Lors de l’entretien qu’il a donné au journal allemand Welt am Sonntag, M. Juncker – peu porté sur la chose militaire – n’a pas précisé la forme qu’aurait cette « armée européenne ». Serait-elle formée grâce aux contributions des pays membres de l’UE, comme le sont les battlegroup qui, opérationnels depuis 2007, n’ont jamais été engagés? Serait-elle une armée fédérale, avec une chaîne de commandement dédiée ainsi que des moyens et des capacités propres? Dans ce cas, quel serait son format? Quel serait le statut de ses militaires? (au passage, quid de la Légion étrangère?) Quelles seraient ses règles d’engagement? Qui déciderait de l’envoyer en opération? Et qui assumerait ses éventuelles pertes humaines?

Enfin, quels pays accepteraient de renoncer à ses forces armées, et donc à sa souveraineté? En clair, cela supposerait de faire évoluer les institutions de l’UE, ce qui suppose de nouveaux traités, lesquels devront être ratifiés par les 28. Il faudrait aussi, mais ça va de pair, que les États acceptent de ne plus défendre leurs propres intérêts. Ce qui est loin d’être gagné : par exemple, l’Allemagne, où certains responsables se sont dits très favorables à la proposition de M. Juncker, n’a pourtant pas hésité à faire capoter le rapprochement entre BAE Systems et Airbus (EADS à l’époque). Et celui de Nexter avec Krauss-Maffei Wegmann n’est pas toujours vu d’un très bon oeil à Berlin.

L’un des argument donnés en faveur de cette armée européenne est que cette dernière permettrait de rationaliser les dépenses militaires des 28 États membres en éliminant les doublons. Il y aura bien matière à creuser cette question, comme par exemple en mutualisant au niveau européen l’acquisition de certains équipements ou de munitions. Et cela sans aller jusqu’à dissoudre les armées nationales (ainsi que leur expérience) dans une seule.

Mais à combien s’éleveraient ces économies? Dans une dépêche de l’AFP, reprise par de nombreux sites de journaux, on lit qu’elles « pourraient atteindre 120 milliards d’euros par an » selon une estimation de la Commission, laquelle a renvoyé « pour les détails au sommet des chefs d’Etat et de gouvernement de juin qui sera consacré notamment aux questions de défense ».

Les dépenses militaires des 28 pays membres de l’Union européenne s’élèvent à environ 190 milliards d’euros par an.
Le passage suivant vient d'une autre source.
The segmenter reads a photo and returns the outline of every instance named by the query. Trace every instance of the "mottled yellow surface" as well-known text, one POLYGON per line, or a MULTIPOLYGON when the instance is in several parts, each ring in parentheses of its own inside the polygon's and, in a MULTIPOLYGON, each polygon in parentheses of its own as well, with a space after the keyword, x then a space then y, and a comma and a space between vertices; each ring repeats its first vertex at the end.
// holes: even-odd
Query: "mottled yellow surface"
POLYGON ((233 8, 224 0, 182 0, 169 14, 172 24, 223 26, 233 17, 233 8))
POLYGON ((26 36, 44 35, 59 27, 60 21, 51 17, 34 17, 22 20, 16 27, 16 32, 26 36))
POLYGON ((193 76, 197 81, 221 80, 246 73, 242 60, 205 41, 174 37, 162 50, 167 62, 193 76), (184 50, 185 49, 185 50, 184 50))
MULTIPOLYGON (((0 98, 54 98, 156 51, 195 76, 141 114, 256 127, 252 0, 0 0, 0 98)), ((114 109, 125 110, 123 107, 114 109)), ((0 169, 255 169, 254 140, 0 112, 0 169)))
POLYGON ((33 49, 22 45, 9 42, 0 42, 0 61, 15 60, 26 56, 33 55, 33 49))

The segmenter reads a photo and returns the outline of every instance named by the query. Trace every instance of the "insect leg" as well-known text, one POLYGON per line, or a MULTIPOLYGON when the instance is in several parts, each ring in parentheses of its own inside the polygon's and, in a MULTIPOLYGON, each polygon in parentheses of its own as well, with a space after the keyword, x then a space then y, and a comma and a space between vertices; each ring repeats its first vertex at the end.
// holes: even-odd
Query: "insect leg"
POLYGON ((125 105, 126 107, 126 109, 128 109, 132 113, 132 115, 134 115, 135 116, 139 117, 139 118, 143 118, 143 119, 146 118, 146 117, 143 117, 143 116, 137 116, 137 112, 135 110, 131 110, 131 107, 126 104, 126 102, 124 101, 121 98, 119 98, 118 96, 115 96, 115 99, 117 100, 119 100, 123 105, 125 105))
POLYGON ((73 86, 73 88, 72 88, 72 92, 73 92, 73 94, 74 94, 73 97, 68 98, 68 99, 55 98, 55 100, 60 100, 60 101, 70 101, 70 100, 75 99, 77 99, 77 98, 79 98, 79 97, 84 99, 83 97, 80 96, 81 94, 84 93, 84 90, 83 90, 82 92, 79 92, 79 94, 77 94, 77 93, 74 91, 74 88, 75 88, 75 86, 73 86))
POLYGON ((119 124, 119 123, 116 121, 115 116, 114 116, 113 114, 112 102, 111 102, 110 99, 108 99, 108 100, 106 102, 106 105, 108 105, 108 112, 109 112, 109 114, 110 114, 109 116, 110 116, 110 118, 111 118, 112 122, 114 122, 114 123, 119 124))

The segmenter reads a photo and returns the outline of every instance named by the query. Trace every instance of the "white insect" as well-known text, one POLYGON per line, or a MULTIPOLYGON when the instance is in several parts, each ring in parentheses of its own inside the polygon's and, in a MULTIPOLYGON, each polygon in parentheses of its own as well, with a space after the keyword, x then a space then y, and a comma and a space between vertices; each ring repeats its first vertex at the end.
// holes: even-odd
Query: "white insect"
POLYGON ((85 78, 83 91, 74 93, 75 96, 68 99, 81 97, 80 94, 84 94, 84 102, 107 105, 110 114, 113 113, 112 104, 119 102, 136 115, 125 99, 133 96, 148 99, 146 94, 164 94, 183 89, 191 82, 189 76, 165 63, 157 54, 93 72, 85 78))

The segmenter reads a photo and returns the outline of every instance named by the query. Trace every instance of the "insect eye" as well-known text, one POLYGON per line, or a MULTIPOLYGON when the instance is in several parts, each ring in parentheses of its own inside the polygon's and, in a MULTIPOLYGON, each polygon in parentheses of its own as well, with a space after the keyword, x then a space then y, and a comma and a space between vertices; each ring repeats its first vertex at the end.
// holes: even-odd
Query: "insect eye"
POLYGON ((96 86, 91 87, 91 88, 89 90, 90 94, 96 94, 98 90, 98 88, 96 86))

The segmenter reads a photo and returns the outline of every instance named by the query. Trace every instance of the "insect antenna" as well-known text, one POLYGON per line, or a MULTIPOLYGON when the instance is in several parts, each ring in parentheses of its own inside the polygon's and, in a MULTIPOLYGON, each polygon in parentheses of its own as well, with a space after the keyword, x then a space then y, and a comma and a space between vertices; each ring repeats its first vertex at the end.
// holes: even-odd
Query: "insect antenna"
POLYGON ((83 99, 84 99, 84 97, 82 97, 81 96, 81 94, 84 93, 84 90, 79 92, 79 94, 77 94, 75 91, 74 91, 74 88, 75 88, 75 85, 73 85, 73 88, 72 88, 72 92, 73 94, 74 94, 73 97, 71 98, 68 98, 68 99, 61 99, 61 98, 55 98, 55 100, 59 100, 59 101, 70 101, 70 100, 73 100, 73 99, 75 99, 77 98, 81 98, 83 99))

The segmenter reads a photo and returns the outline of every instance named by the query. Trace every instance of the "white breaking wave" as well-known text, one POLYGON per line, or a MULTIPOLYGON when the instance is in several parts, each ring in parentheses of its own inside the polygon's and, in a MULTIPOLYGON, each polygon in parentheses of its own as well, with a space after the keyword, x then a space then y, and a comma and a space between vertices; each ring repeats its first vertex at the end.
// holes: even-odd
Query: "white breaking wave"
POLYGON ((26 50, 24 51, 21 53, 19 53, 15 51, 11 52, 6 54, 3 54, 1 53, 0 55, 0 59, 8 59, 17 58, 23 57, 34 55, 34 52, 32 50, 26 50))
S’il est question de 120 milliards d’économies, il n’en resterait donc plus que 70 milliards, ce qui, grosso modo, correspond à l’addition des budgets de la défense de la France et du Royaume-Uni. Cela veut-il dire que ce qui fait besoin pour la protection de ces deux pays (sur terre, sur mer et dans les airs) ainsi que pour leurs opérations extérieures serait suffisant à l’échelle européenne?

Dire que l’Union européenne se doterait de capacités militaires à la hauteur de son poids économique serait un grand mot puisque son effort de défense ne représenterait que seulement 0,55% de son PIB, lequel est de 12945,402 milliards d’euros. Suffisant pour renforcer son poids politiques et répondre aux menaces actuelles, alors que la norme Otan est de 2% du PIB?

« L’idée qu’une armée européenne génèrerait d’importantes économies se fonde sur des principes théoriques. Le postulat de base est qu’une armée commune pourrait éviter les duplications d’équipements et de capacités. On part également du principe, tout à fait discutable et hautement sensible, qu’il faudrait réduire le format : il y aurait donc moins de militaires, moins de besoins en entraînements, en équipements », souligne Vivien Pertuisot, responsable du bureau d’Ifri-Bruxelles.

« Sauf à penser qu’une armée européenne serait strictement territoriale, elle serait a priori engagée en opérations extérieures : on ne peut donc pas trop diminuer le format et il faudrait largement renforcer l’éventail capacitaire (…) et très probablement aussi augmenter le niveau de préparation moyen de beaucoup de militaires. Autant d’éléments très coûteux – à moins que l’on tire les ambitions vers le bas », ajoute-t-il dans les colonnes du blog Ultima Ratio, avant d’estimer qu’une « une improbable armée européenne serait très probablement moins déployable et moins aguerrie que les meilleures armées nationales. »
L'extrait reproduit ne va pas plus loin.